Two things caught our attention. Why should the Herald visit Zambia “to study the operations of its bus terminuses”? We thought that would be a task for Ignatious Chombo’s girl at Town House! Or is the Herald doing consultancy work for Sekesai Makwavarara’s commission.

Secondly, we were just curious to know if Padera had registered with Zambia’s own Tafataona Mahoso before taking the pictures of luxury buses and the Lusaka City Market and his interview with Lusaka’s director of public health and social services, Bornwell Luanga. We ask this advisedly because recently some two or three foreign journalists were arrested near Norton for “practising journalism without accreditation” after they were caught taking pictures of people queuing to vote. As you read this, two Batswana journalists are standing trial before a Plumtree magistrate for the same criminal offence.
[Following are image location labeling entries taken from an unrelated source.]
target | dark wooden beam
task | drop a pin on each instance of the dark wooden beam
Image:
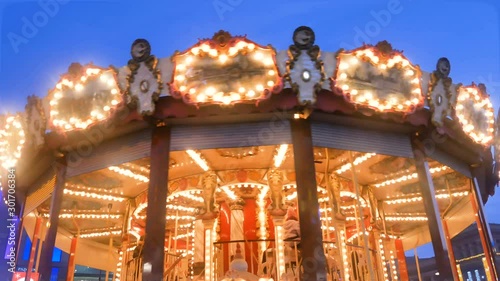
(433, 214)
(45, 268)
(154, 242)
(313, 256)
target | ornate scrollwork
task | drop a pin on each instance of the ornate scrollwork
(305, 72)
(36, 122)
(144, 80)
(209, 181)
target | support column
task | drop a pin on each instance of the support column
(484, 229)
(71, 261)
(400, 255)
(249, 230)
(237, 221)
(432, 210)
(34, 243)
(381, 261)
(154, 242)
(451, 253)
(45, 268)
(209, 249)
(313, 256)
(279, 255)
(198, 247)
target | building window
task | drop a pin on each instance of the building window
(56, 255)
(27, 249)
(54, 275)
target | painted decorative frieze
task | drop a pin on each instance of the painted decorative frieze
(225, 70)
(474, 111)
(379, 78)
(305, 73)
(84, 96)
(143, 78)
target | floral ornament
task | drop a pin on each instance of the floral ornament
(144, 82)
(225, 69)
(36, 122)
(474, 112)
(379, 78)
(84, 96)
(304, 68)
(440, 96)
(12, 139)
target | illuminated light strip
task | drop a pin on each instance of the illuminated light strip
(213, 239)
(187, 194)
(196, 156)
(247, 185)
(208, 254)
(409, 177)
(412, 218)
(171, 217)
(93, 195)
(280, 155)
(473, 93)
(389, 218)
(419, 198)
(346, 167)
(119, 266)
(281, 250)
(92, 189)
(389, 236)
(345, 259)
(322, 210)
(86, 216)
(187, 225)
(229, 192)
(181, 208)
(262, 216)
(129, 173)
(330, 228)
(356, 235)
(384, 261)
(393, 265)
(353, 206)
(183, 236)
(101, 234)
(136, 167)
(12, 134)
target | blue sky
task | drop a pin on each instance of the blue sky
(101, 31)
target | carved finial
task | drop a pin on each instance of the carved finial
(384, 47)
(222, 38)
(140, 50)
(443, 68)
(304, 37)
(75, 69)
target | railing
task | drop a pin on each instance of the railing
(134, 270)
(262, 257)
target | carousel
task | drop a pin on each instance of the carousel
(234, 161)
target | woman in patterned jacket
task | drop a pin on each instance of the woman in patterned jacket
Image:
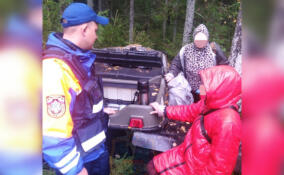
(195, 56)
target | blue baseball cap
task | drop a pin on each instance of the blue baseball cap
(79, 13)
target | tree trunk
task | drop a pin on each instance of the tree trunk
(165, 20)
(90, 3)
(175, 30)
(175, 21)
(236, 48)
(131, 21)
(188, 21)
(100, 5)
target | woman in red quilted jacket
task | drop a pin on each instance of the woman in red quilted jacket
(211, 145)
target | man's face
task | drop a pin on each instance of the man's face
(91, 34)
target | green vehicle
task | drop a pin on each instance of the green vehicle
(133, 77)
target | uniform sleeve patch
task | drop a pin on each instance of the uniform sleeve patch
(55, 105)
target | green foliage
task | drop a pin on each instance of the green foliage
(113, 34)
(218, 15)
(122, 166)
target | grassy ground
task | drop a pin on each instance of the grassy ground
(125, 159)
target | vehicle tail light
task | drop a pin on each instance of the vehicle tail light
(136, 122)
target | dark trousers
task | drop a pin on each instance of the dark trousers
(100, 166)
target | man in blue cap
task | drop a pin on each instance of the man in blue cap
(74, 117)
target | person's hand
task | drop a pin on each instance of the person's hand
(158, 109)
(109, 111)
(83, 172)
(151, 168)
(169, 77)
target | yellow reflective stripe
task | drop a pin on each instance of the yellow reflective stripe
(56, 134)
(58, 78)
(98, 107)
(67, 158)
(70, 165)
(92, 142)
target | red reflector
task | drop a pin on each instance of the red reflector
(136, 123)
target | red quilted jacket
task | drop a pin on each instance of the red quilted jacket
(196, 156)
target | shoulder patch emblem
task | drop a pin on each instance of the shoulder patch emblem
(55, 105)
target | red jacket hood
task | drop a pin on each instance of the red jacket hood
(222, 85)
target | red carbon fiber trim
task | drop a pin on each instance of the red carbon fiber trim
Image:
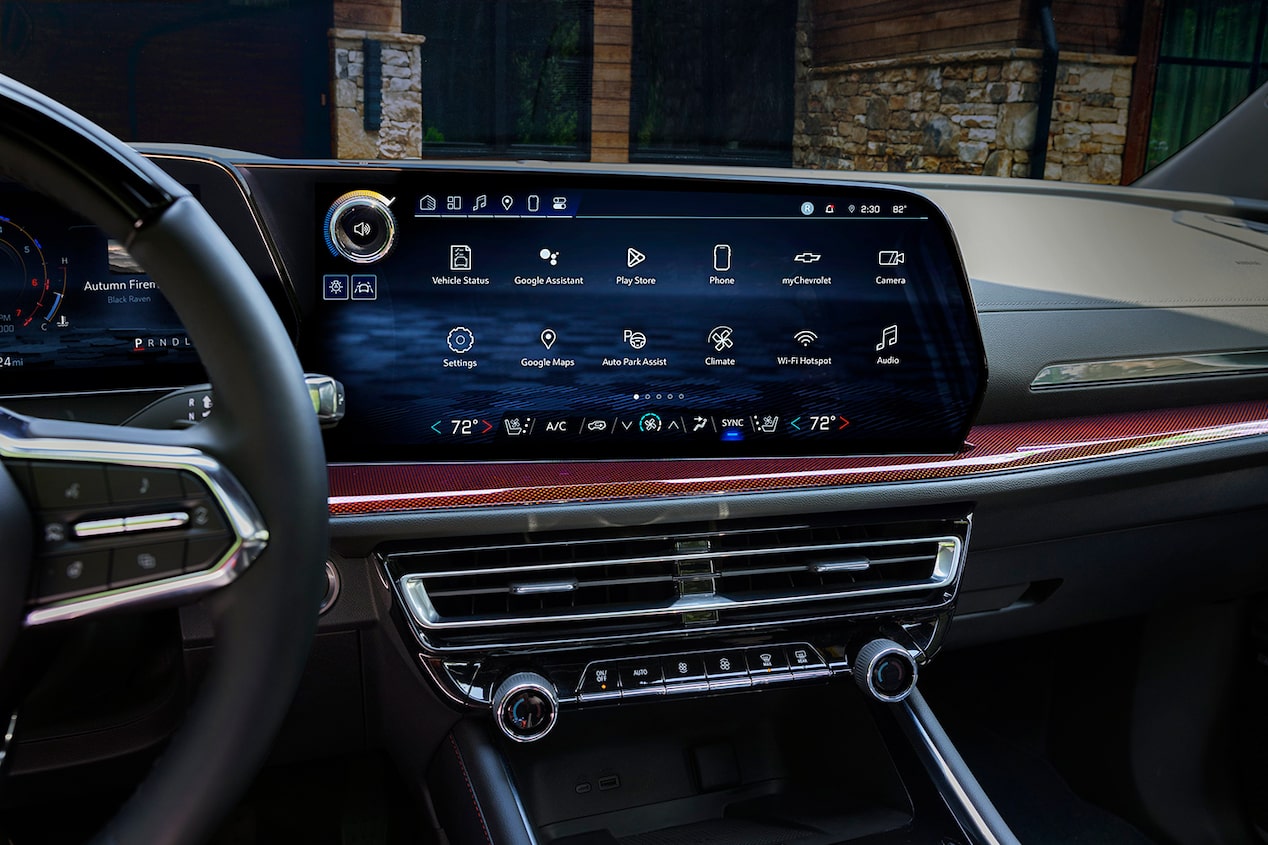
(379, 489)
Why should we be happy to walk and work freely in other countries but treat their citizens as criminals when they visit? Or did Padera have to lie that he was a tourist working for the city of Harare? Talk of blatant hypocrisy.
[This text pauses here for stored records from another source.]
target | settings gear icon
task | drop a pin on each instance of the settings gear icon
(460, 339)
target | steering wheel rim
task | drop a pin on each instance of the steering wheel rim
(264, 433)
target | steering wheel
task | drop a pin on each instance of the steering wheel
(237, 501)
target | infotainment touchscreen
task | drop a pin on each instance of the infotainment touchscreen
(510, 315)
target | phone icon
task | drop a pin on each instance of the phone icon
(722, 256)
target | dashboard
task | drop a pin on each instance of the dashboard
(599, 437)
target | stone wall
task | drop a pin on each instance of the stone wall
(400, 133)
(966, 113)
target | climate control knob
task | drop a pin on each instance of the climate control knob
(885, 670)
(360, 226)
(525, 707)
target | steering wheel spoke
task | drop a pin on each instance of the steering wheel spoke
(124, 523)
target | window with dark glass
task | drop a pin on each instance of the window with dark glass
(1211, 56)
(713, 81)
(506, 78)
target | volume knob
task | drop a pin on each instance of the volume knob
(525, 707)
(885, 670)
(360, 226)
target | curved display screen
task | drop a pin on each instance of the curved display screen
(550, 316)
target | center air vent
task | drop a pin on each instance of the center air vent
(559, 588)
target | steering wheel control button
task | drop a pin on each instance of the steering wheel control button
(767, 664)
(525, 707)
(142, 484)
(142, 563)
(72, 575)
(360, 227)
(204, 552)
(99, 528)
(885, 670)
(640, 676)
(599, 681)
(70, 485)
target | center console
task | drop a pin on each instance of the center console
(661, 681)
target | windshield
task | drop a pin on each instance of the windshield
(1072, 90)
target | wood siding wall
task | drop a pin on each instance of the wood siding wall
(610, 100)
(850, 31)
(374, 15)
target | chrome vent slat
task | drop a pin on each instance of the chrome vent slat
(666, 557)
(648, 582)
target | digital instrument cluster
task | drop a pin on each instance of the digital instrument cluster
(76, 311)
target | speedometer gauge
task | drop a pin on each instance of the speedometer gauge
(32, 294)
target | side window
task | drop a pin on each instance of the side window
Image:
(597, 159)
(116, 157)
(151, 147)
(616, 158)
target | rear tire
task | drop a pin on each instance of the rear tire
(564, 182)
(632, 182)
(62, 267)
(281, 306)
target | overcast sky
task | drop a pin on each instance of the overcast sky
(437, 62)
A colleague has noted however disproportionate favouritism at Herald House in that while Victoria Ruzvidzo was given an air ticket to fly to Dubai to shop for trinkets, Padera was shoved into a bus on a similar mission to Zambia. We know it’s all malicious gossip.

Cyclone Gono hit Zimbabwe with the ferocity of an Asian tsunami this week. Inevitably, many people were caught off guard, perhaps parking their vehicles full of bearer cheques at Roadport bus terminus where Zimbabwe’s well-heeled money changers conduct their illicit trade.
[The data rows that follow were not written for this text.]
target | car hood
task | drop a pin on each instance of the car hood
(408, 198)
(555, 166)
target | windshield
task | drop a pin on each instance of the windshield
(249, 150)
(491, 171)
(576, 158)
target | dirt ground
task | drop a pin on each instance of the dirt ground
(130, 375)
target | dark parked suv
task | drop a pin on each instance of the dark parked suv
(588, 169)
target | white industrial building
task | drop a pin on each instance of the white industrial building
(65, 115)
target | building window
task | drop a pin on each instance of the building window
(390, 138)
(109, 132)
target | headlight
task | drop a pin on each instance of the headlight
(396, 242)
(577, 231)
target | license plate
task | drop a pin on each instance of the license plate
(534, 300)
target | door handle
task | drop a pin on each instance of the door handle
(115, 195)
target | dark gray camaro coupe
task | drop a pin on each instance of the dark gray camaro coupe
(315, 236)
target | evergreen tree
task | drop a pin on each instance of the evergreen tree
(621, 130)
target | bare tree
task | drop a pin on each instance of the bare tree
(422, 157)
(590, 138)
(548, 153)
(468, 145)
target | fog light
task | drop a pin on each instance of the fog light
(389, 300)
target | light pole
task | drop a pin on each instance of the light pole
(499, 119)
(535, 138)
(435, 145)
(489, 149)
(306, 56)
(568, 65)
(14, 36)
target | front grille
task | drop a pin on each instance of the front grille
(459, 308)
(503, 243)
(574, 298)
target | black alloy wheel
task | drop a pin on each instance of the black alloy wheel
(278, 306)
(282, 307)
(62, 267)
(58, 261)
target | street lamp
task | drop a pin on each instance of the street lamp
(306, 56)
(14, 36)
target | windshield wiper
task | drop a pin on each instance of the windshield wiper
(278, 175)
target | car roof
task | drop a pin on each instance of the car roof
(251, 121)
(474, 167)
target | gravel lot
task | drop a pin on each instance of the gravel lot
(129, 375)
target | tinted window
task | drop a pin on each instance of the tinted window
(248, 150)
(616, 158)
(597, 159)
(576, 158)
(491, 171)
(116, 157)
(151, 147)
We wish Gideon Gono all the success in the fight against all forms of illegality that have put every new economic policy initiative out of kilter and turned every honest worker into a pauper. Our reservation is that in most cases only the small fish get caught in the net. We doubt that the leaders of the foreign currency syndicates will ever feel the pinch.

As analysts have already indicated, there is likely to be a bout of price increases as barons of the black market seek to dispose of their hoardings on groceries, real estate and other properties. Again it is the small fry who gets burnt while the real felons plot fresh mischief. It’s likely going to be a very gory and long battle before people regain their senses and accept once more that it is possible to lead an honest life and still prosper.

There was of course the inevitable confusion caused by the decision to slash the three zeros and devalue the currency at the same time. The first victim was the Herald. We were told on Tuesday that the NEDPP had raised $2 500 000 ($2,5 million). This was converted to US$2,5 billion. How did the Zimbabwe dollar regain such incredible value over night after a 60% devaluation the previous day to $250?

Is this one of the miracles Gono was talking about we wonder?